Most of the plants, including foxglove and oleander, have been identified as containing cardiac glycosides and these are oleandrin, oleandroside, nerioside, digitoxigenin, thevetin, and thevetoxin.[3] The cardiac glycosides in oleander produce more gastrointestinal effects than those in digoxin, and the symptoms range from nausea and vomiting to cramping and bloody diarrhea. Also, it causes irritation to the mucosal membranes, resulting in burning around the mouth and increased salivation. Confusion, dizziness, drowsiness, weakness, visual disturbances, and mydriasis are central nervous system manifestations of toxicity.[4]

The most serious side effects of oleander poisoning are cardiac abnormalities, including various ventricular dysrhythmias, tachyarrhythmias, bradycardia, and heart block.[2] Electrocardiography often reveals an increased PR interval, a decreased QRS-T interval, and T wave flattening or inversion. It is thought that these clinical manifestations are the result of both increased vagotonia and direct cardiac glycoside toxicity.[3]

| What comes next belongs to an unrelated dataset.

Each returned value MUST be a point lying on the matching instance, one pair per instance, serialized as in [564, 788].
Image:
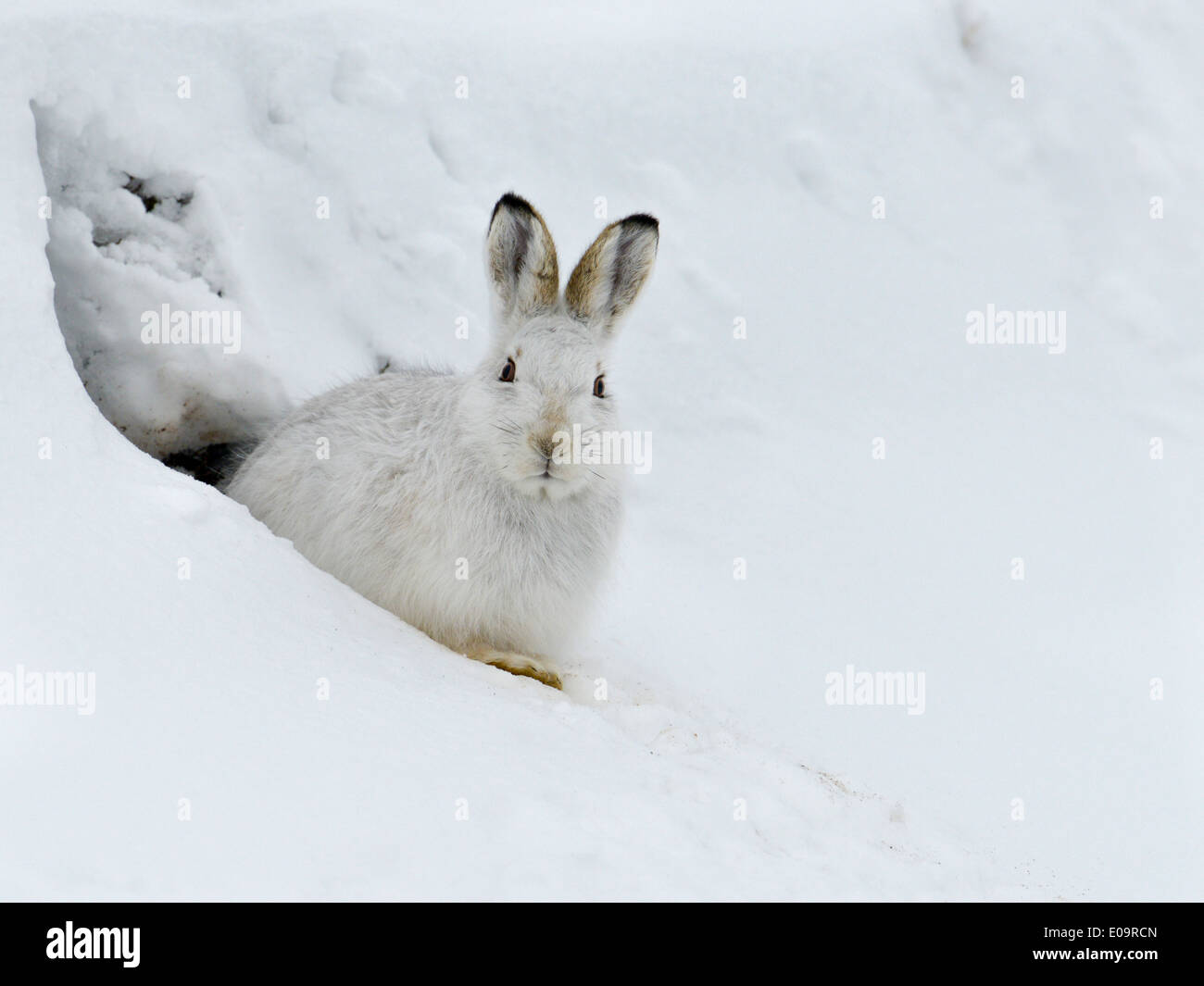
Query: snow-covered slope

The treatment of oleander poisoning is empirically based on the treatment of digitalis-glycoside toxicity and consists of supporting the patient hemodynamically. This may include administering atropine for severe bradycardia; using phenytoin or lidocaine hydrochloride to control dysrhythmias; placing a temporary venous pacemaker; or electrical counter shock and administering digoxin-specific Fab antibody fragments (Digibind).[4]

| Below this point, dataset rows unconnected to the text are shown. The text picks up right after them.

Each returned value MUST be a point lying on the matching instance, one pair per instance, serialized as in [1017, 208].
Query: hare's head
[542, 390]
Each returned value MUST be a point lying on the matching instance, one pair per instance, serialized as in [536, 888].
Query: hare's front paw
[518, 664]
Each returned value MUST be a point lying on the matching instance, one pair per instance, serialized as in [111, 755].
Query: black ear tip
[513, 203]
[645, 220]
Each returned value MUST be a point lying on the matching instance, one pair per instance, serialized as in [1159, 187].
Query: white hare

Other treatment methods are aimed at removing the toxic substance from the stomach by emesis. Special concern must be given to a patient with bradycardia before emesis is induced because of the possibility of a vagal reaction and worsening of the bradycardia. Unabsorbed glycosides may be bound to some extent, depending on the particular glycoside, by various binding agents in the gut. These agents theoretically should be more effective in absorbing less polar glycosides, such as digitoxin, than the more polar glycosides like digoxin (for example, cholestyramine resin and colestipol). The use of these agents is not thought to have substantial value in the treatment of advanced toxicity, and they were not used in our patient.[6] Activated charcoal has been shown to be useful in preventing further absorption of the cardiac glycosides by interruption of the enterohepatic circulation of the glycoside, but it was not used in our patient because she was brought after 15 hours of ingestion of the toxin and due to the unknown status about the enterohepatic circulation of oleander’s glycosides.[6]

CONCLUSION

It is interesting that oleander poisoning can be fatal with relatively small amounts ingested. Osterloh and associates calculated the lethal oleander leaf dose of their patient to be approximately 4 gm.[3] Practicing physicians should understand the potential lethal properties of oleander and its availability throughout the world.